Kerik, however, is adamant that he didn’t view accepting the Homeland Security nomination as taking a risk. “The process is ever-present in your mind; it’s always there,” he says, relaxing in a high-back, soft-green, tufted-velvet chair in a sitting area that’s off to one side of his office. “You worry about everything. But you know what you know and you think what you think. I have to live in the real world, and everything that’s come out is stuff I either told the White House about or they already knew.”

Suddenly, his wife, Hala, 36, comes in to tell him something. A native of Syria, she came here when she was 14; they met in the dentist’s office where she worked. “Okay,” she says after a quick hello, “I’ll get out of your hair.” Then, from the hallway, she adds, “Not that you actually have any.”

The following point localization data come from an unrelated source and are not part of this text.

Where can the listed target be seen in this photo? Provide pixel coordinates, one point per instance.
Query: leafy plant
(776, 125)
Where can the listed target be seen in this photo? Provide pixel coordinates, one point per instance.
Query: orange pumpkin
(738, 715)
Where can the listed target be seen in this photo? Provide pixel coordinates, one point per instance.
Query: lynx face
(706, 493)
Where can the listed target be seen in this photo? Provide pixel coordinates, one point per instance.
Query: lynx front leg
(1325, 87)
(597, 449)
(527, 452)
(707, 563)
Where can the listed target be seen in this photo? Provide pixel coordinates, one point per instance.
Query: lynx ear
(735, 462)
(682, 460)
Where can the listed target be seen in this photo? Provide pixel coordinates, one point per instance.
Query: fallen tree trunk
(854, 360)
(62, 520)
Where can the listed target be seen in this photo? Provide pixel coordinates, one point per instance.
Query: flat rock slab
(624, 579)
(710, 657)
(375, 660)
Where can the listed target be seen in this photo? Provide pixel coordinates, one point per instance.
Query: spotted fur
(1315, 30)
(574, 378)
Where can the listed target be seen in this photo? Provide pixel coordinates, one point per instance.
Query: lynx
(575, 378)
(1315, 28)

Kerik’s office, which has a flat-screen plasma TV, and a desk that looks heavy enough to crush a Cadillac, is filled with the mementos of a celebrated public life. There are pictures with Bush in various settings; lots of photos with Giuliani before, during, and after 9/11; shots of him in Iraq; and a brass plaque that reads THE BERNARD B. KERIK COMPLEX, the jail better known as the Tombs.

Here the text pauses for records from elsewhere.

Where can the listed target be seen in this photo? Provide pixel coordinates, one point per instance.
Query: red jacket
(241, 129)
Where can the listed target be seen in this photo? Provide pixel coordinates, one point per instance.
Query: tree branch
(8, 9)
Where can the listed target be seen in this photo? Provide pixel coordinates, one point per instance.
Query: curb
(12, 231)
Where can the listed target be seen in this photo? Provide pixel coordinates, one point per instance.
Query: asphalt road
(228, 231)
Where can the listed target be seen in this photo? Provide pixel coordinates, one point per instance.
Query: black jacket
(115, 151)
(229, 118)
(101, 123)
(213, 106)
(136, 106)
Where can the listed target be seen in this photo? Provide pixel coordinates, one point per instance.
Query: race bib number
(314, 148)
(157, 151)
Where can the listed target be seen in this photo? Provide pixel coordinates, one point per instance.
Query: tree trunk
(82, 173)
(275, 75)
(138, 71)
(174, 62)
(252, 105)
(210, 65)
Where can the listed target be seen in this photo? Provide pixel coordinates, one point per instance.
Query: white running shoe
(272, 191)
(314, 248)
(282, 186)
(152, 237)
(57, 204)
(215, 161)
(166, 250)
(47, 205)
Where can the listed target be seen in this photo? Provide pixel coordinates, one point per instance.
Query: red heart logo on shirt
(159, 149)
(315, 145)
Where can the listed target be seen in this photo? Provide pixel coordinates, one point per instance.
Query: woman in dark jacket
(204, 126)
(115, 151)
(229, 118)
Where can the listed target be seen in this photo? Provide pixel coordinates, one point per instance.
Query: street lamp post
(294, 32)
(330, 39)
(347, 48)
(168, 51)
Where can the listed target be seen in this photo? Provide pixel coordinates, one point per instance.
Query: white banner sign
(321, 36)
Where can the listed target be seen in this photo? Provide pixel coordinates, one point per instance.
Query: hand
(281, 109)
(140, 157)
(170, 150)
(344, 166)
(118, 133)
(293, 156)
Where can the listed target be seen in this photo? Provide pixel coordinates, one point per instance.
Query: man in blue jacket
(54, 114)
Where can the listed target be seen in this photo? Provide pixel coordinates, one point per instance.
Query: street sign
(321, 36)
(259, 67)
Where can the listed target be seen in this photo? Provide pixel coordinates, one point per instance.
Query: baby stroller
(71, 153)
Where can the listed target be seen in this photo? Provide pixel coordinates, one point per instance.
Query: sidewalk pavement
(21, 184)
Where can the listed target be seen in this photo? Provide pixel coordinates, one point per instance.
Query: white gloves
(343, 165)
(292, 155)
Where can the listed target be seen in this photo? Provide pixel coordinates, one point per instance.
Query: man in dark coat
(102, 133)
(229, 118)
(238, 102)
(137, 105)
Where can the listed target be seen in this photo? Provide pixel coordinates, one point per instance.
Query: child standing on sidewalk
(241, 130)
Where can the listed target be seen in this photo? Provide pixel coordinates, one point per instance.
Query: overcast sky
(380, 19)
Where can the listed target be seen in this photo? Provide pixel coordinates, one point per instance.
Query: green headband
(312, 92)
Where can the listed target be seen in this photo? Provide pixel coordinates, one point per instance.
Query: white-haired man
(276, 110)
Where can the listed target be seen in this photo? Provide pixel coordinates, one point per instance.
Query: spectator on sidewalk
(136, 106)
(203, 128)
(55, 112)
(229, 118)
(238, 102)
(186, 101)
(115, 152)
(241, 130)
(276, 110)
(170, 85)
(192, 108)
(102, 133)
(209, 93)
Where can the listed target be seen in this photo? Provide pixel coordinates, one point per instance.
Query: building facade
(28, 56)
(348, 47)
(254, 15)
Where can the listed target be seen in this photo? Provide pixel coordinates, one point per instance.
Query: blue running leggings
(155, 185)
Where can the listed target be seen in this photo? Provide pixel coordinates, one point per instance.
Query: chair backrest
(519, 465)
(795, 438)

“Look,” he says, “I’m not the norm. I’m not the kind of person usually considered for a Cabinet post. Most of the nominees have gone to a good college and a top law school. When they get out, they work for a senator, they work in the U.S. Attorney’s office, they work at a top firm on Wall Street. They do A, B, C, and D. Well, that’s not what I was doing,” he says as a smile crosses his face. “I was booming doors, chasing the Cali cartel, getting into gunfights, and doing all kinds of crazy stuff.”